What School Alpha is NOT

School Alpha is a context-adjusted residual. It is not a causal estimate, not a teaching-quality score, and not a national achievement percentile.

A high School Alpha is consistent with stronger-than-expected performance. It does not prove the school caused the result. A school may serve a student population whose advantages are not fully captured in public data; the residual will reflect that.

A low School Alpha is consistent with weaker-than-expected performance for the school's context. It does not prove the school is failing students, and it does not mean students at the school are doing poorly in absolute terms — many high-achievement schools have modest decoded scores because their raw scores are largely explained by the advantages students bring.

For the full list of what the score can and cannot claim, the known omitted variables, and the cases where the model is most cautious, see SchoolDecoder limitations.

FAQ

What is a Decoded Rank?

A Decoded Rank is a school's context-aware ranking. For K-8 schools, it is a weighted composite: School Alpha is the largest component, and the rank also includes cohort learning rate, equity-within, recent trajectory, and participation. For high schools, the current release publishes a separate Alpha-only HS Decoded Rank when the high-school assessment data clears eligibility.

How does SchoolDecoder adjust for income?

SchoolDecoder builds a composite socioeconomic index for each school from Census tract-level median household income, poverty rate, and adult educational attainment, plus school-level enrollment and demographic context such as free/reduced-price lunch share and, where the state publishes them, English-language-learner share and special-education share. (California publishes neither in a form we can use without dropping schools, so its model uses the income, lunch-status and locale context only.) The model then predicts standardized test performance from that index and reports School Alpha as the residual between actual and predicted performance. The composite index is more robust than any single income measure, and it does not let one variable dominate the prediction.

Why don't you use race in the model?

Race is not used as a predictor in School Alpha. We use income, neighborhood education levels, free/reduced-price lunch status (adjusted for the Community Eligibility Provision), and — in states that publish usable school-level figures — English-language-learner share and special-education share to capture school context. This is an editorial choice as well as a modeling one: a school's Decoded Rank should not be lower or higher because of the racial composition of its students. SchoolDecoder publishes a bias audit subpage that reports the distribution of School Alpha by racial composition of served students, so any residual relationship is documented honestly rather than implied away.

Can School Alpha prove a school causes better outcomes?

No. School Alpha is a context-adjusted residual, not a causal estimate. It can show that a school performed above or below expectation given available public context. It cannot prove the school caused the difference. SchoolDecoder uses language like "outperforming expectations," "performs above expected for its context," and "raw scores may understate this school's performance" — never "this school causes better outcomes."

What if my school is small?

Confidence is lower for schools with fewer tested students. SchoolDecoder applies shrinkage so that small schools' published Alpha is pulled toward zero, and the confidence line on the school page reports a lower tier with a wider rank interval.

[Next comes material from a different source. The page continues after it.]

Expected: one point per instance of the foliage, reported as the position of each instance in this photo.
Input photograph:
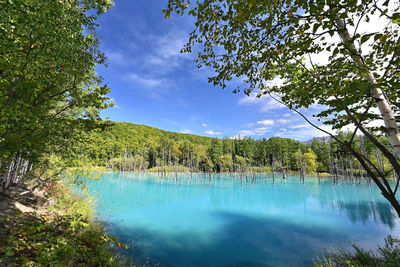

A small school can still be ranked, but the ranking should be read with the wider uncertainty in mind. Schools below the state's suppression threshold for tested counts are not publicly ranked.

How current is the data?

Updated within 2 weeks of state release for monitored launch states. National coverage updates state-by-state as data becomes available. Each school page displays the assessment year, the Census ACS vintage used for socioeconomic context, the NCES Common Core of Data year used for enrollment, and the page's last-updated date.